Mackenzie adds the province could also move to directly fund seniors for home support services.

“This is a solution throughout the province, but in rural B.C. it is absolutely what’s going to be necessary, which is give people the money to hire the people directly,” she said, acknowledging live-in caregivers would most likely be immigrants. “When you go into a nursing home, you pay a bit and the government pays a lot. Together, it’s about $7000.”

“When I look at what people on home support in the Lower Mainland get, in terms of the number of visits, and you look at the north, they get a lot more service proportionately then they do up here.

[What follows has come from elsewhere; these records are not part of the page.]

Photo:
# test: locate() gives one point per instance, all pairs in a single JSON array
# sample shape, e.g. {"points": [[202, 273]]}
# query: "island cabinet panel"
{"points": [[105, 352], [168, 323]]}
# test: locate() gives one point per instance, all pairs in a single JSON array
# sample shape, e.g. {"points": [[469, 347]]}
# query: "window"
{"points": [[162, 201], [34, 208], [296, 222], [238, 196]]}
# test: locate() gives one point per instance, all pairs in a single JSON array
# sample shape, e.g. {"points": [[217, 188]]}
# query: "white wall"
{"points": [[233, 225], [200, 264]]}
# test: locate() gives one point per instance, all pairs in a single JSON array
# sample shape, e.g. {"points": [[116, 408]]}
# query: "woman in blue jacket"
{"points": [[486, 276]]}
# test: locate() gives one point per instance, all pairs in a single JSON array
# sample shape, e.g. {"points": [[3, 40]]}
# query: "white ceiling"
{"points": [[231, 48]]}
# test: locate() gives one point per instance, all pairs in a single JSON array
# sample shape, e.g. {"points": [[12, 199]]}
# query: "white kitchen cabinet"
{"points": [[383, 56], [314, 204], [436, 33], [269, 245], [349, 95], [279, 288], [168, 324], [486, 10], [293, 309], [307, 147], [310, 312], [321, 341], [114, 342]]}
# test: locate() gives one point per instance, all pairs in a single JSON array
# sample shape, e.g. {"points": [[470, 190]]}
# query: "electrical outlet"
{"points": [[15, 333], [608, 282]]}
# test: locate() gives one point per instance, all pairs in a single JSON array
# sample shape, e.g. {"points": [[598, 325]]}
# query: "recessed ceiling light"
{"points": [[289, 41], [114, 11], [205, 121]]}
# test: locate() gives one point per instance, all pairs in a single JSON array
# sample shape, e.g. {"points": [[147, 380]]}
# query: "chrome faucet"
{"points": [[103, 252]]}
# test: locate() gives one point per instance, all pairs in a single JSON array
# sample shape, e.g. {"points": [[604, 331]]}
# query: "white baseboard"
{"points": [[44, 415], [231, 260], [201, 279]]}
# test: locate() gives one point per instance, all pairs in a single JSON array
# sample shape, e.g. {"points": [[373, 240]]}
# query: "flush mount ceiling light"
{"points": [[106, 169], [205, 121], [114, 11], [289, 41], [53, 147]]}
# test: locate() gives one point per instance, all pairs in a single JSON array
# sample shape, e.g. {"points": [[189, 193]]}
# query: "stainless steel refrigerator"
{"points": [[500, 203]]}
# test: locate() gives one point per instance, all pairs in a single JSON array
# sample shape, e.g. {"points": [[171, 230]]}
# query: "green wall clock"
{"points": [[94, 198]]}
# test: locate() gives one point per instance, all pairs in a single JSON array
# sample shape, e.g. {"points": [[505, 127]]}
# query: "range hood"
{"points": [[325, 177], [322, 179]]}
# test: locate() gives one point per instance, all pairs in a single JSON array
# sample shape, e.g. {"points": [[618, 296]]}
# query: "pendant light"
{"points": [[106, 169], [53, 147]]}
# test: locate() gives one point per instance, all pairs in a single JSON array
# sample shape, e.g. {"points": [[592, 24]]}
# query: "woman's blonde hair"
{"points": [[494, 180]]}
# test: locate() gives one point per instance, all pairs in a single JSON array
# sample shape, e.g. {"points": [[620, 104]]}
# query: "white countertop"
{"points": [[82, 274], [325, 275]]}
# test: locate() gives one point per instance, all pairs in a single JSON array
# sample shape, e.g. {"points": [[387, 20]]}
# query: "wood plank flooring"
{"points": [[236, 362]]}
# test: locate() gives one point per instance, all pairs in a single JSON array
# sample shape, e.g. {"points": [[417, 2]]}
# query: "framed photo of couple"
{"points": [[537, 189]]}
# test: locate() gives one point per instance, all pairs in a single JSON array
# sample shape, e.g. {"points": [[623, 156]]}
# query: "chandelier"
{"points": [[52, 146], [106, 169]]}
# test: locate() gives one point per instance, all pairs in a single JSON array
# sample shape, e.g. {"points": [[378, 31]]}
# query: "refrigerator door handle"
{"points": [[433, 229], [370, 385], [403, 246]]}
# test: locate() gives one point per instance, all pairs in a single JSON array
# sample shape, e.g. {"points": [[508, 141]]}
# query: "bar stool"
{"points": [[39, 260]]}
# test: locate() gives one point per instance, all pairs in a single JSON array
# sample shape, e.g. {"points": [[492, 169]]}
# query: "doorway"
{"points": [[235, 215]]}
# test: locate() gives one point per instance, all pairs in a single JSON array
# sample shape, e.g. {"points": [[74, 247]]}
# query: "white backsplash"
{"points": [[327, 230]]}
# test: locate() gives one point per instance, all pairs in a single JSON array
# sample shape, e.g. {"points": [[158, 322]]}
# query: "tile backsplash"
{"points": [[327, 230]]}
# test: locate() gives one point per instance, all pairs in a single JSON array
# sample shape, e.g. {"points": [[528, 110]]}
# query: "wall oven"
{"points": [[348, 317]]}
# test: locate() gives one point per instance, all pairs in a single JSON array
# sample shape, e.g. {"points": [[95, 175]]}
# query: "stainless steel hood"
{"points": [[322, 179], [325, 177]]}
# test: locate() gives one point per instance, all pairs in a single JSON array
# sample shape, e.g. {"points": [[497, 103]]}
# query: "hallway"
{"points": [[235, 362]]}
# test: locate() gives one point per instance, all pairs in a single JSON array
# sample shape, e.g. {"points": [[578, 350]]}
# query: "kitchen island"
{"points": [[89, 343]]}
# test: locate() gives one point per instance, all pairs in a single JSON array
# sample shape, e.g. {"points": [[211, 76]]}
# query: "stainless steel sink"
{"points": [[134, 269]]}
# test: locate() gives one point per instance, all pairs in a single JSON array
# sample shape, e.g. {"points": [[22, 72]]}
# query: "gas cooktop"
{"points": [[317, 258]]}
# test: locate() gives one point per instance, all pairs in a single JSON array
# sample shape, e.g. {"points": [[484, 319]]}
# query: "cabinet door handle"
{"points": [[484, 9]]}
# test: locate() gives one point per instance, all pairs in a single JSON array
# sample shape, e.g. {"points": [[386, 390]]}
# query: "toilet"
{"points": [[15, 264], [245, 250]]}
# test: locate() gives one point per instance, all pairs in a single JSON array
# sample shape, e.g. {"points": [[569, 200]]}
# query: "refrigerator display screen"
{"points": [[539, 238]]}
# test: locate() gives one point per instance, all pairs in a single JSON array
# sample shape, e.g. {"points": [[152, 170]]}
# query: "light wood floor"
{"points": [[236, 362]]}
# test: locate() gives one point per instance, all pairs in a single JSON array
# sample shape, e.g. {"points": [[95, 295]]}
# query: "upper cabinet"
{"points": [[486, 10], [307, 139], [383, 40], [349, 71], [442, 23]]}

Number one, you don’t have the workers. Number two, it’s inefficient.”

Mackenzie was scheduled to meet with other seniors housing and advocacy groups, as well as with Mayor Lori Ackerman, during her trip to the city.

Clayson was appreciative of her visit.

“Having that personal contact, and their office is very good at helping seniors on an individual basis with whatever their problem is,” Clayson said. “They really do come through for the seniors and they really do hold the government’s feet to the fire. She’s doing a really good job.”